時代的な言葉や名称などは詳しくないので現代風に置き換えてます。
それでも明らかに違うようにはしてません。
細かい矛盾点などあるかと思いますが、目を瞑ってお付き合い下さい。
ダメなら進まないでね。











昼過ぎの伊吹屋。


見世の奥、裏の勝手口近くにある厠に女将が向かっていた。

厠の扉に手をかけようとすると先着の気配。

そのため少し待っていると、見世の方から騒がしい足跡が聞こえて来た。


「おい!婆あ、糞してんじゃねーぞ。

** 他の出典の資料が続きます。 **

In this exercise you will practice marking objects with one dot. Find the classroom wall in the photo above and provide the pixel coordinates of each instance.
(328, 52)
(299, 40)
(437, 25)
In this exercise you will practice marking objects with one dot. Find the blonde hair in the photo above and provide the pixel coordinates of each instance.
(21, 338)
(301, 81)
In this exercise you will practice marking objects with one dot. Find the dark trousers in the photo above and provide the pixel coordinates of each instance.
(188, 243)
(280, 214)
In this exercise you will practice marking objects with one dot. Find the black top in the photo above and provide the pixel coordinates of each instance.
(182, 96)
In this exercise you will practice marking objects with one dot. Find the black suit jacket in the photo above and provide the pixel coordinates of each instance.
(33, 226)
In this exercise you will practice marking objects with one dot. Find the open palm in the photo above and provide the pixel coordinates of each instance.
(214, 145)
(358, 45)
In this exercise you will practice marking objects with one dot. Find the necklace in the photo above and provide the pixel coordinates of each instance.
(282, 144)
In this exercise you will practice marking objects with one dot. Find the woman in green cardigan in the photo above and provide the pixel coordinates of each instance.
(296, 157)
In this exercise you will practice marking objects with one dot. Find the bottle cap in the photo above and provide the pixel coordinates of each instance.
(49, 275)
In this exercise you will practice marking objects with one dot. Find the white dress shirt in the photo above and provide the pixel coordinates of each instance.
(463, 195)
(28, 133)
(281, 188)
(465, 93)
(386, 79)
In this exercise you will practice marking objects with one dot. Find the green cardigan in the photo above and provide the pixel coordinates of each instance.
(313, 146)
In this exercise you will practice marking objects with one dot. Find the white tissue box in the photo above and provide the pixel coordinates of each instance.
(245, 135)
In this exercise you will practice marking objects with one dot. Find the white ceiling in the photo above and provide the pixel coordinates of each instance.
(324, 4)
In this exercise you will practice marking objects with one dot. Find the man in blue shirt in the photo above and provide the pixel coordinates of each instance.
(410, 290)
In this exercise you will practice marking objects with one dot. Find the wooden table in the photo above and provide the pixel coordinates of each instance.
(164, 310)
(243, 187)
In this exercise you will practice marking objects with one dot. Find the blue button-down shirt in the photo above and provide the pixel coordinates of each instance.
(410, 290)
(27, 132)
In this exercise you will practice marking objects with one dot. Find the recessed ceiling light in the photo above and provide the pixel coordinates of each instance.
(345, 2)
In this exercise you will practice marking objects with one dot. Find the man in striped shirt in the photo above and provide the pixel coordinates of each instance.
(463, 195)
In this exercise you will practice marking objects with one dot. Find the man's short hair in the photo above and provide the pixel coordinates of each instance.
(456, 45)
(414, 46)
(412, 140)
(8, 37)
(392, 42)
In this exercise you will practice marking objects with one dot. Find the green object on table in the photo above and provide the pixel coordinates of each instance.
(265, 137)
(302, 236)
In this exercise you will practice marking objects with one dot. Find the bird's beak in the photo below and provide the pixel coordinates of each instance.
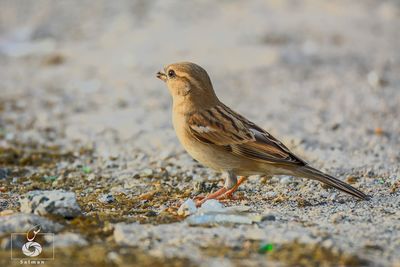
(162, 76)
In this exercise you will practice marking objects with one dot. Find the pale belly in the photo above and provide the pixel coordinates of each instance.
(214, 157)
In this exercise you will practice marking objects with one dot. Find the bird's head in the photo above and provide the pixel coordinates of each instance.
(189, 84)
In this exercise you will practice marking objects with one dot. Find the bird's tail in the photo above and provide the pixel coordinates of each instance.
(311, 173)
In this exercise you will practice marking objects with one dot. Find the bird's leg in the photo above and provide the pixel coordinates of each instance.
(228, 193)
(230, 183)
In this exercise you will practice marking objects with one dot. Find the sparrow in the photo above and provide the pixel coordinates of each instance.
(221, 139)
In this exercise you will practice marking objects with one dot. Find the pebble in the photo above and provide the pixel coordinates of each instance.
(55, 202)
(106, 198)
(187, 208)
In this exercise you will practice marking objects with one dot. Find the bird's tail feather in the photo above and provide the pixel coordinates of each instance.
(310, 172)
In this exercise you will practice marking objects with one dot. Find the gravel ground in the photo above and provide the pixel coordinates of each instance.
(81, 111)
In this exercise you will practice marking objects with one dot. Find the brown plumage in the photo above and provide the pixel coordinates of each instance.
(219, 138)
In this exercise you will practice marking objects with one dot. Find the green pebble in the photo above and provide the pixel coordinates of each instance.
(86, 169)
(266, 248)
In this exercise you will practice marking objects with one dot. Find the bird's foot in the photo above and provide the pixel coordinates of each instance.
(199, 200)
(229, 194)
(221, 194)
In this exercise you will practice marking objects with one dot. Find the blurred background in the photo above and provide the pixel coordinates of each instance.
(79, 76)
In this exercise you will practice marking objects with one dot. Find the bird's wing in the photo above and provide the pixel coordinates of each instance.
(223, 127)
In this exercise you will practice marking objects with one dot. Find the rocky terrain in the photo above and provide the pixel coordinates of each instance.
(87, 149)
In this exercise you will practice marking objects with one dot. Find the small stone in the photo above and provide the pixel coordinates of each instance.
(91, 177)
(187, 208)
(286, 180)
(268, 217)
(106, 198)
(147, 172)
(21, 222)
(3, 173)
(211, 205)
(56, 202)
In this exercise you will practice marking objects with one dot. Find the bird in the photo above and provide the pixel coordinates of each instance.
(223, 140)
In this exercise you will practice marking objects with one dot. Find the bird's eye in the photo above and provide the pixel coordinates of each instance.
(171, 74)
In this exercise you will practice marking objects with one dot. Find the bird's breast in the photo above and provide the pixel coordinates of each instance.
(212, 156)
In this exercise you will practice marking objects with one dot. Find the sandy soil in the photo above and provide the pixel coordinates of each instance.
(81, 110)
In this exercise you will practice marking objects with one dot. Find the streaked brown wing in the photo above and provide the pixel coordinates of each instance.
(223, 127)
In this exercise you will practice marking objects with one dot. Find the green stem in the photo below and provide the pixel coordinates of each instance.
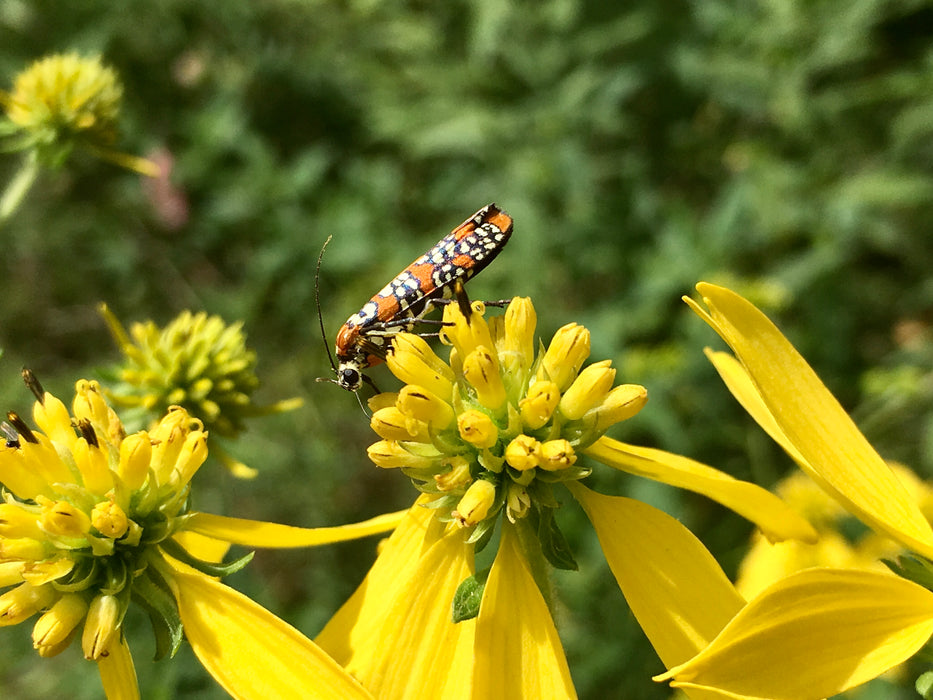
(19, 186)
(540, 569)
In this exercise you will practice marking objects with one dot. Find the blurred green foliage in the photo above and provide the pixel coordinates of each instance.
(781, 147)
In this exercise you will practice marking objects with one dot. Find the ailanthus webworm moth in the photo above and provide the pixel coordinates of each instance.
(364, 339)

」

「(イラッ)なんだい、、いきなり来て糞とか、、ここはあんたの邸じゃないんだよ。

何の用だい?」

「何の様だぁ?用なんざ、決まってんじゃねーか。つくしの月は終わったのか?」

「ああ、その事か。さぁてね、聞いちゃいないが、今朝はまだ離れに居たからまだじゃないのかね。」

「チッ。遅ぇな。月って、1日じゃねぇのかよ。」

「あたしも1日で終わってくれると嬉しいがね。だいたい3・4日ってとこかな?つくしも明日には終わると思うよ。」

「そうか。じゃあ、明日また来っか。」


来るなり用件だけを直球で聞く司。場所も顧みずの無礼ぶりに女将も不機嫌を隠さない。

が、

「ところで坊ちゃん、来てここでやるのかい?」

「当たり前だろ。連れて帰れねぇんだ。ここでやるに決まってんじゃねーか。」

「そうかい。なら回し部屋でも構わないね。つくしは座敷を持っちゃいない。隅っこの方でやっておくれ。」

「ああ?回し部屋だぁ?随分な扱いじゃねぇか、、金が足りなかったっつー事か?」

「金じゃあないよ。他の娘達の手前さ。惚れ合ってるお前達の同衾を良く思わない娘だっている。こっちは好きでもない男とやっているっていうのに、、ってね。」

「ケッ。」


身体だけでなく態度もデカいが、まだ元服したばかりの司。女将にはまだまだ小僧で客とは違った頭痛の種だった。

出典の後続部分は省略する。